The United States Court of Appeals for the District of Columbia has upheld the Department of Health and Human Services rule pursuant to which Medicare pays the same amount for evaluation ad management (E&M) services performed at hospital off-campus locations as it does for those services when performed at physicians’ offices.

Medicare has historically reimbursed E&M services at the generally higher Outpatient Prospective Payment System (OPPS) rate rather than at the physician fee schedule rate when performed in an off-campus hospital department because these departments are considered part of the hospital. In a rule that became effective in 2019, Medicare reduced E&M rates performed at off-campus hospital locations to the rates paid at physicians’ offices. The American Hospital Association and some individual hospitals challenged the rule. The District Court for the District of Columbia ruled in favor of the hospitals, finding that the rule exceeded HHS’ statutory authority. In a decision issued on July 17, 2020, the Court of Appeals reversed.

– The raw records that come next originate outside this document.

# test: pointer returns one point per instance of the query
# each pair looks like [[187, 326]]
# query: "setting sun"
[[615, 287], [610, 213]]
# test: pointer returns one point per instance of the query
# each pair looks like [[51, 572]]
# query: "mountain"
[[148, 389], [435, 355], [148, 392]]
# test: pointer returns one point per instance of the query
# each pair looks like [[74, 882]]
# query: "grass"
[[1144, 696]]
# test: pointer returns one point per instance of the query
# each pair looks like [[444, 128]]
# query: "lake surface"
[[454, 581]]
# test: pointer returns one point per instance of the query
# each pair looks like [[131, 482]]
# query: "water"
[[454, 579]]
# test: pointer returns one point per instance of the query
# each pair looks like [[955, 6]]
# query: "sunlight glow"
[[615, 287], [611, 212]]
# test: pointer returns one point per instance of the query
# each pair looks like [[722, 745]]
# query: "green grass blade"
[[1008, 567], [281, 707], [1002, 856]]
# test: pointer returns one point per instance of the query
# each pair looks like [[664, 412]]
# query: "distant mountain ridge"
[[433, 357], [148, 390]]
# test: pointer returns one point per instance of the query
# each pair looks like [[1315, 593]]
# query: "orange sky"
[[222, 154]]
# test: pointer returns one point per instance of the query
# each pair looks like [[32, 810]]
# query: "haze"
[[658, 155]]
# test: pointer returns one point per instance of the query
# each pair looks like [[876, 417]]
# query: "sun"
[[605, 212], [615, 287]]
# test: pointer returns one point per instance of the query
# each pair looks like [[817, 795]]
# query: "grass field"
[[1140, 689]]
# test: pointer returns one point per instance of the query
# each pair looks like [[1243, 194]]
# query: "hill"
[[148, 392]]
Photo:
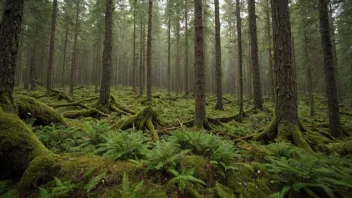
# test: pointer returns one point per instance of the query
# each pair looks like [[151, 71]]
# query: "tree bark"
[[51, 50], [104, 97], [134, 47], [218, 74], [309, 75], [258, 101], [10, 30], [186, 49], [33, 65], [74, 52], [199, 83], [240, 59], [329, 70], [149, 53], [63, 75], [169, 53]]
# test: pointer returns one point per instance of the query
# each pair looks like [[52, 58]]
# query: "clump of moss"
[[23, 153], [43, 114]]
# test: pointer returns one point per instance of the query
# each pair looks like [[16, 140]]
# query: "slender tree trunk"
[[329, 70], [218, 75], [104, 97], [149, 53], [177, 70], [134, 47], [258, 101], [63, 75], [74, 52], [271, 72], [33, 67], [10, 30], [169, 54], [240, 60], [141, 57], [309, 75], [199, 84], [186, 49], [51, 50]]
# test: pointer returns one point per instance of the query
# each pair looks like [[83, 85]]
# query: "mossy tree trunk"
[[329, 70], [257, 92], [10, 29], [285, 126], [51, 50], [104, 97], [218, 75], [199, 66]]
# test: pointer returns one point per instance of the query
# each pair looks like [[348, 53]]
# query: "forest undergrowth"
[[153, 151]]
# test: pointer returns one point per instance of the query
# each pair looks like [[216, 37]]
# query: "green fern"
[[94, 181], [126, 190], [123, 145], [184, 178], [164, 155], [313, 176]]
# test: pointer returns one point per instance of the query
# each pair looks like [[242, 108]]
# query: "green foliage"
[[92, 136], [184, 178], [124, 145], [284, 149], [127, 191], [93, 182], [164, 155], [5, 192], [201, 143], [62, 189], [310, 176], [58, 138]]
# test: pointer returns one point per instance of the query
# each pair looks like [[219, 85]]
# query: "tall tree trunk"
[[33, 67], [258, 101], [51, 50], [240, 60], [309, 75], [329, 70], [177, 70], [149, 52], [63, 75], [199, 78], [285, 126], [218, 75], [134, 47], [74, 52], [10, 30], [169, 53], [271, 72], [141, 58], [104, 97], [186, 50]]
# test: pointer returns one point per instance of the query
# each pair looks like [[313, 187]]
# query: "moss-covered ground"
[[94, 157]]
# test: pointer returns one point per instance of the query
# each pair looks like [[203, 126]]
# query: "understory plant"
[[313, 176], [124, 145]]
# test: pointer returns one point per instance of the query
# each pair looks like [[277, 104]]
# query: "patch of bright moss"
[[30, 107]]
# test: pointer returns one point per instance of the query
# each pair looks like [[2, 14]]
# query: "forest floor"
[[152, 151]]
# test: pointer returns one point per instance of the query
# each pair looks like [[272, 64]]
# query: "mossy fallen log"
[[22, 154], [147, 118], [60, 94], [28, 107]]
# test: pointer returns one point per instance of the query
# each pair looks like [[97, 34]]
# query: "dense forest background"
[[130, 20], [175, 98]]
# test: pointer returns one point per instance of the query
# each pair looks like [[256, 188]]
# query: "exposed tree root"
[[147, 118], [284, 132], [60, 94], [31, 108]]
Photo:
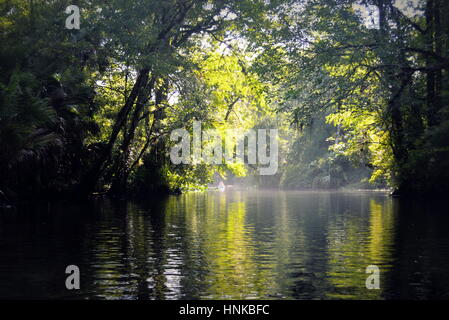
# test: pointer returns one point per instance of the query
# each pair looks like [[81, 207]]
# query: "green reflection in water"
[[354, 245]]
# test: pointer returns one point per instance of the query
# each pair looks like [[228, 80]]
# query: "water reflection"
[[232, 245]]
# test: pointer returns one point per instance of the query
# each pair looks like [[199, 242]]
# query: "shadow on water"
[[230, 245]]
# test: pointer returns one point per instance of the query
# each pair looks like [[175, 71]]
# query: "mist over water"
[[229, 245]]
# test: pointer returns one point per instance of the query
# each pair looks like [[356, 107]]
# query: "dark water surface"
[[231, 245]]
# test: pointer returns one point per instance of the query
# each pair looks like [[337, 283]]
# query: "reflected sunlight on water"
[[229, 245]]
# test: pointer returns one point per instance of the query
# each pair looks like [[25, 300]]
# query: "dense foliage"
[[358, 89]]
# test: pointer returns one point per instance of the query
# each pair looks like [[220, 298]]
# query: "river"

In reaching its decision, the Court of Appeals undertook a statutory analysis under the framework established by the Supreme Court in Chevron v. Nat. Res. Def. Council, Inc., 467 U.S. 837 (1984). Under this analysis, the key question became “whether HHS may reduce the OPPS reimbursement for a specific service, and may implement that cut in a non-budget-neutral manner, as a ‘method for controlling unnecessary increases in the volume of’ the service.’” The Court of Appeals held that HHS acted within its statutory authority stating:

It is reasonable to think that Congress, which cared enough about unnecessary volume to instruct the agency to ‘develop a method for controlling’ it, would have wanted the agency to avoid causing unnecessary volume growth its own reimbursement practices.’ We thus defer to the agency’s conclusion….

Moreover, because it concluded that the rule was within HHS’ statutory authority, the Court concluded that judicial review of the rule was precluded by the OPPS statute, meaning that neither the District Court or the Court of Appeals had jurisdiction over the hospitals’ challenge to the rule.

The case is American Hospital Assn, et al., v. Azar, Case No. 1:18-cv-02841. A copy of the opinion is linked here.